Police in the troubled Indonesian province of Papua say they have named six people as suspects out of 17 detained over the weekend after a violent protest by former mine workers at Freeport McMoran’s Grasberg copper mine.
Violence erupted at the world’s second-biggest copper mine, which employs more than 32,000 staff and contractors, when demonstrators blocked an access point as part of a dispute over the sacking of 3,000 workers by PT Freeport Indonesia, a subsidiary of the Arizona-based company.
Freeport has denied that there was a “formal strike”, and announced that around 3,000 full-time and 1,000 contract employees who were absent had “voluntarily resigned”, but could reapply for their jobs as contractors.
At least seven people were hurt and numerous vehicles and buildings were burned, blocking access to the giant site, which is visible on satellite imagery.

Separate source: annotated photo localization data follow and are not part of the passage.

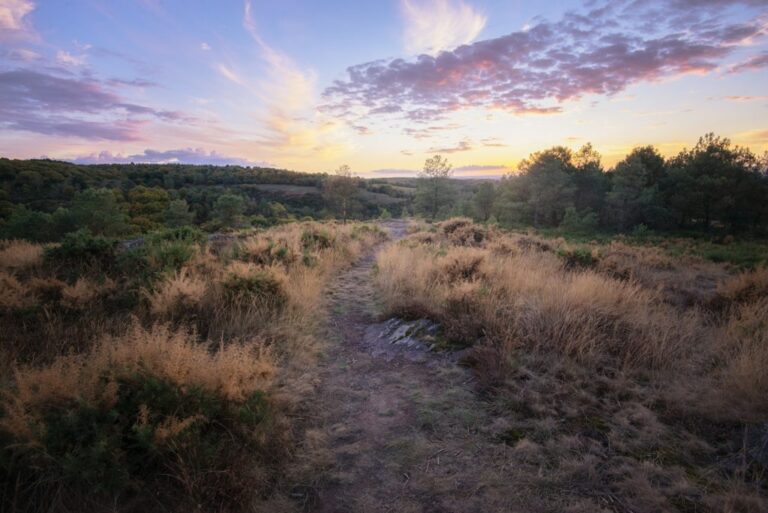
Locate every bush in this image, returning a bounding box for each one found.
[557,246,597,269]
[147,240,196,272]
[44,229,117,278]
[560,207,598,233]
[300,226,333,251]
[222,264,288,309]
[0,324,280,511]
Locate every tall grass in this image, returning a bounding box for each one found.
[376,219,765,420]
[0,221,387,511]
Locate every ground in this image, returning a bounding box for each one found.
[305,221,564,513]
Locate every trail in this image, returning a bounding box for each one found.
[309,220,532,513]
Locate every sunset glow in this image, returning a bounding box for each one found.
[1,0,767,175]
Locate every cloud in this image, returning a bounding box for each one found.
[72,148,272,166]
[5,47,40,61]
[404,123,462,139]
[0,0,35,40]
[736,128,768,144]
[240,0,345,160]
[200,42,211,51]
[369,167,418,176]
[217,64,245,85]
[323,0,768,123]
[480,137,507,147]
[453,164,508,172]
[730,52,768,73]
[716,95,768,101]
[400,0,486,55]
[0,68,192,141]
[428,139,472,153]
[56,50,87,67]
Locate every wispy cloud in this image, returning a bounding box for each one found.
[240,0,345,160]
[730,51,768,73]
[56,50,87,66]
[0,0,35,41]
[217,63,245,85]
[400,0,486,55]
[428,139,472,153]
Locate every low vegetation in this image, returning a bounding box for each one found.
[0,221,387,512]
[376,218,768,511]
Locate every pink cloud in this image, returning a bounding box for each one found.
[322,0,768,122]
[0,69,193,141]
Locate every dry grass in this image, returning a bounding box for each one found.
[375,218,768,510]
[0,220,387,511]
[2,323,274,426]
[146,269,207,318]
[0,239,44,270]
[377,242,703,367]
[715,296,768,422]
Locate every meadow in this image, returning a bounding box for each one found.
[375,218,768,511]
[0,222,387,512]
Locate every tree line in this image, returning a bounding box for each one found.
[0,159,404,241]
[414,134,768,235]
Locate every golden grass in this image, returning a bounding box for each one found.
[377,242,702,367]
[1,322,275,442]
[715,297,768,422]
[0,239,44,270]
[146,269,208,318]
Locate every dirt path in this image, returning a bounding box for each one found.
[309,220,537,513]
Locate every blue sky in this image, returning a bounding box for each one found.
[1,0,767,175]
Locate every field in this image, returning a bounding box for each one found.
[1,215,766,512]
[0,222,388,511]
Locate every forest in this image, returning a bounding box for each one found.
[2,134,767,245]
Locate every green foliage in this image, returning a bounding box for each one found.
[147,240,196,272]
[301,226,333,251]
[1,373,271,499]
[323,165,360,222]
[148,226,206,245]
[557,246,597,269]
[44,229,117,277]
[163,198,195,227]
[378,208,392,220]
[70,188,130,237]
[128,186,170,232]
[1,206,54,242]
[472,181,496,222]
[222,270,287,307]
[560,207,598,233]
[415,155,455,220]
[212,193,246,228]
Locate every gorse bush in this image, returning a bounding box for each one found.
[0,323,281,510]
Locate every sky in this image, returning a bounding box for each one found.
[0,0,767,177]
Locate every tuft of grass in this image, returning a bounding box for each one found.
[0,240,44,271]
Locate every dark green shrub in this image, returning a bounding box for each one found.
[557,246,597,269]
[222,270,287,308]
[147,240,196,272]
[44,229,117,278]
[300,227,333,251]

IndustriALL Global Union, a federation of trade unions, has criticised Freeport’s handling of the dismissals, saying that it treated the “fired” workers “inhumanely and with contempt”, and urged the mining giant to reinstate staff and contractors.
The six people named by the authorities carried weapons and committed other offences, police spokesman Ahmad Musthofa Kamal told the media.
In Indonesia, by naming someone as a suspect means the police believe they have sufficient evidence to consider filing charges with most such cases going to court.
Kamal said: “They were carrying machetes, knives and bows and arrows. This was not an ordinary demonstration.”
A search was also being made for a “armed group of criminals” after shooting in the area left a police officer injured, Kamal said. Sprawling, jungle-covered Papua makes up around a quarter of Indonesia’s landmass but less than 6 per cent of the total population, making it ideal territory for insurgents.
Head of Papua police, Inspector General Boy Rafli Amar, announced that Freeport vehicles could again operate normally in the area.
Grasberg is a major source of revenue for the Indonesian economy but its social and environmental impact is a source of friction between police and the Papuan residents.
Between 2009 and 2015, shootings within the mine zone left at least 20 people dead and wounded 59. In 2015, Freeport reportedly paid US$21 million for government security.